I saw Tollers (as he was also known) at weekly intervals in the academic years 1951-2 and 1952-3, sometimes in Merton College, sometimes at his home in Holywell. He puffed at his pipe while I told him of my work. He made acute observations. I followed them all up. He beamed when I made some discoveries. Now and then he mentioned the hobbits, but he didn’t press them on me, spotting that my interest lay in the scraped-out o’s and doubled consonants of the Ormulum rather than in dwarves (as he spelt the word), Orcs, and Mr. Bilbo Baggins.

The two years passed all too quickly and then I was swept into full-time teaching at Christ Church and afterwards into lexicography.
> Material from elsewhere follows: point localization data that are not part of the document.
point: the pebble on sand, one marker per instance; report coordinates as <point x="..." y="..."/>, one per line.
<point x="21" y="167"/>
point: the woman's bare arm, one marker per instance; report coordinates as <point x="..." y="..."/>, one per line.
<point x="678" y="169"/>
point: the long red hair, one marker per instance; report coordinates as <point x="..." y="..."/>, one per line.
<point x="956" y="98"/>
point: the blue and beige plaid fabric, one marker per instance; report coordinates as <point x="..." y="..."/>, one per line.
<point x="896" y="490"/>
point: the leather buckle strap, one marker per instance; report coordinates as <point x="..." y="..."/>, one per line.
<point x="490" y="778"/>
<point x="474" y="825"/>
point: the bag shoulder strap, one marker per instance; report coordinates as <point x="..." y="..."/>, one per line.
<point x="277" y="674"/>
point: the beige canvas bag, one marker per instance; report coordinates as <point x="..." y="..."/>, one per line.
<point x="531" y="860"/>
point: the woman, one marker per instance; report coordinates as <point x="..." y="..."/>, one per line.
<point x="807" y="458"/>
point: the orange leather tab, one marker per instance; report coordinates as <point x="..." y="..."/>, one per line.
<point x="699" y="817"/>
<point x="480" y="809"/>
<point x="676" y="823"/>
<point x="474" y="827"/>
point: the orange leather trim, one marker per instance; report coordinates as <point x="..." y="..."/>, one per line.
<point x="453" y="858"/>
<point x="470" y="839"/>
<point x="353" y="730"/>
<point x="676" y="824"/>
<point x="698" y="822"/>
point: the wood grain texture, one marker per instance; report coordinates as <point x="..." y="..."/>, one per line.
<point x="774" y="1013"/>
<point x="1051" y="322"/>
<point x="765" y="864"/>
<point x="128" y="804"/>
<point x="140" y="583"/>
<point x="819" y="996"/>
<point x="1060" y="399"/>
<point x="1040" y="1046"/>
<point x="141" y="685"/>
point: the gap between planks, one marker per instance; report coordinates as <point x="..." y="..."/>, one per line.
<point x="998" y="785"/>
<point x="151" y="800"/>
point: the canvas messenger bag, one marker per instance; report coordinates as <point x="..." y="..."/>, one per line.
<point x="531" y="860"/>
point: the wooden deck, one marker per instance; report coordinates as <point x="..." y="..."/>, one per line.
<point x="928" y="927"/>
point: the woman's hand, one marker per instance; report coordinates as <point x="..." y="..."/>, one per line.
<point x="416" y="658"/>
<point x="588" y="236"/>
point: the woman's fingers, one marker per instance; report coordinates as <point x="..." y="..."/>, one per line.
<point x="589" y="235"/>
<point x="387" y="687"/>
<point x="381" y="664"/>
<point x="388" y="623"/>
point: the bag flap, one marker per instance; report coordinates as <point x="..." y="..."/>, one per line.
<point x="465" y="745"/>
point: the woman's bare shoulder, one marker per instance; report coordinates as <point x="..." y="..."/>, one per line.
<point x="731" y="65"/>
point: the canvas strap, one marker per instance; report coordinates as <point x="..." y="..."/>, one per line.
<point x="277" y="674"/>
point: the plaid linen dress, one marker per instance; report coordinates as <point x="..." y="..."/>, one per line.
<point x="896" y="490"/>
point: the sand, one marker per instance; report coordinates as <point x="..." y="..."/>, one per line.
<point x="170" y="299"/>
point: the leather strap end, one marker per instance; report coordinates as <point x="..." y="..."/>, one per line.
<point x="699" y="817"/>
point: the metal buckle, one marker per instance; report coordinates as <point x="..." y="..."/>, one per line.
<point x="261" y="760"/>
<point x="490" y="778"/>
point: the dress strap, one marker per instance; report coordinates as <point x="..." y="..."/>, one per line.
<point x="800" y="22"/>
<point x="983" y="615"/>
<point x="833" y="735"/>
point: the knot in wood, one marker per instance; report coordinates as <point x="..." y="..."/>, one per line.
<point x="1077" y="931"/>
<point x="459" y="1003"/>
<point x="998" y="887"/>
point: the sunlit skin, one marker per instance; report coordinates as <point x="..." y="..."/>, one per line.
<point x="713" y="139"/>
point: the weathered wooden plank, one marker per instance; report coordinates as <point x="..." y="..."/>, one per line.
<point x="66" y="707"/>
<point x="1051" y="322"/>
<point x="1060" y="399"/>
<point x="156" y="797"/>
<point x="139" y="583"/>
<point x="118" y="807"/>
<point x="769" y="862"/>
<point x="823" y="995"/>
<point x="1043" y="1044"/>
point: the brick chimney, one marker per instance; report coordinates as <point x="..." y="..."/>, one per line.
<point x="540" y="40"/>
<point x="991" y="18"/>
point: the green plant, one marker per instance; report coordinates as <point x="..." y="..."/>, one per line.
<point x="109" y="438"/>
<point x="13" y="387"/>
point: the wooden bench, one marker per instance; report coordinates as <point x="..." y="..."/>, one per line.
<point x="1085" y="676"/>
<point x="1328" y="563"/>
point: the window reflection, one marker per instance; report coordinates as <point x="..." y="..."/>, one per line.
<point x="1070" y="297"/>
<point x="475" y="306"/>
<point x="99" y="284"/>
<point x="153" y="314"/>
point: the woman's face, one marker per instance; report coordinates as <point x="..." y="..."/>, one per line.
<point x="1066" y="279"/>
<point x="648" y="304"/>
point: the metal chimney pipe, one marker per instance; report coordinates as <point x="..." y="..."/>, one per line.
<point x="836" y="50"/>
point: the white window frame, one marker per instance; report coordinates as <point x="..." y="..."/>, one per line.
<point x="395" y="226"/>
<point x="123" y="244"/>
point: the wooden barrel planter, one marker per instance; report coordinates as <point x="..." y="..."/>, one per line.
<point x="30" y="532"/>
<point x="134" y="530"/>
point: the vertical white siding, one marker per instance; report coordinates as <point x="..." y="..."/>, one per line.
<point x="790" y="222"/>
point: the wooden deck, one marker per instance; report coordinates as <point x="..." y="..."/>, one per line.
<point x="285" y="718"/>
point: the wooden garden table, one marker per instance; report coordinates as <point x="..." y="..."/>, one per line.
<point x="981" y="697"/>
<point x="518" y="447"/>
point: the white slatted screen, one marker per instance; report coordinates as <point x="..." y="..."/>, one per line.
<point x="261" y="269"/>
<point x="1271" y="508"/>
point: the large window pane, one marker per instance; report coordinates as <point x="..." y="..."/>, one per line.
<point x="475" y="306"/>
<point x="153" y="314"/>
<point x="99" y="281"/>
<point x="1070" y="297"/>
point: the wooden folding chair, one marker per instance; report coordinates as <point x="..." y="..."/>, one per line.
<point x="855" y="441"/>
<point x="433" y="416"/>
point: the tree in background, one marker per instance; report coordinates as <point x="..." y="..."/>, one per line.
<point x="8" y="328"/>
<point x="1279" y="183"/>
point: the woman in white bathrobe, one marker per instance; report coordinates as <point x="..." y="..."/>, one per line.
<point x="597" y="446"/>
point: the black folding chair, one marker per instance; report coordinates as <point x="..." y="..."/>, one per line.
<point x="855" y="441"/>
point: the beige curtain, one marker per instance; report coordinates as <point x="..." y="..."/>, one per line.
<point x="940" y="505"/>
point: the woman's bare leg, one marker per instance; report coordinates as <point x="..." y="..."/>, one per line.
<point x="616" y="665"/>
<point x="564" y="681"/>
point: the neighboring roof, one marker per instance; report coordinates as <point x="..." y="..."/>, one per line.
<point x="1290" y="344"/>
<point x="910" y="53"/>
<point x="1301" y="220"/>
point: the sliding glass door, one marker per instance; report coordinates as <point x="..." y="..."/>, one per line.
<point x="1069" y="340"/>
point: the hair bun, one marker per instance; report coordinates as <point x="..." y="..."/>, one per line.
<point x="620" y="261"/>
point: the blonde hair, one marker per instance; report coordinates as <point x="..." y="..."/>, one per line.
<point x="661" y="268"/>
My work on the Ormulum had to be put aside.

A year or two passed before our paths crossed again. I became editorial secretary of the Early English Text Society. JRRT was some years late with the transcription of one of the manuscripts of a famous medieval work called the Ancrene Wisse. The director of the society, Professor Norman David, and I gently bullied him until he handed over the typescript.

Against all precedents he had set out the text line-for-line with the original manuscript. We loved it. We gazed with amazement at the way he had hand-drawn, in a most elegant manner, the large initial letters of the words at the beginning of sections and paragraphs. He had turned his task into something resembling that of the original scribe. As in so much of his work, he had left the twentieth century behind. . . .

I shall shortly be resuming work on the Ormulum after an interval of more than 30 years. I grieve that it will no longer be possible to make my way to Merton College or to Holywell to pick up where I left off so many years ago. But I shall continue to look back in gratitude and reverence to the puckish fisherman who drew me into his glittering philological net.

Robert Burchfield

Robert Burchfield is a distinguished lexicographer, having been the Chief Editor of the Oxford English Dictionaries, and the Editor of the four Supplements to the Oxford English Dictionary. He has also written several books, including The English Language (1985), Unlocking the English Language (1989), and Points of View: An Entertaining Look at Words and Meanings (1992). The above article is excerpted from The Independent Magazine, 4 March 1989.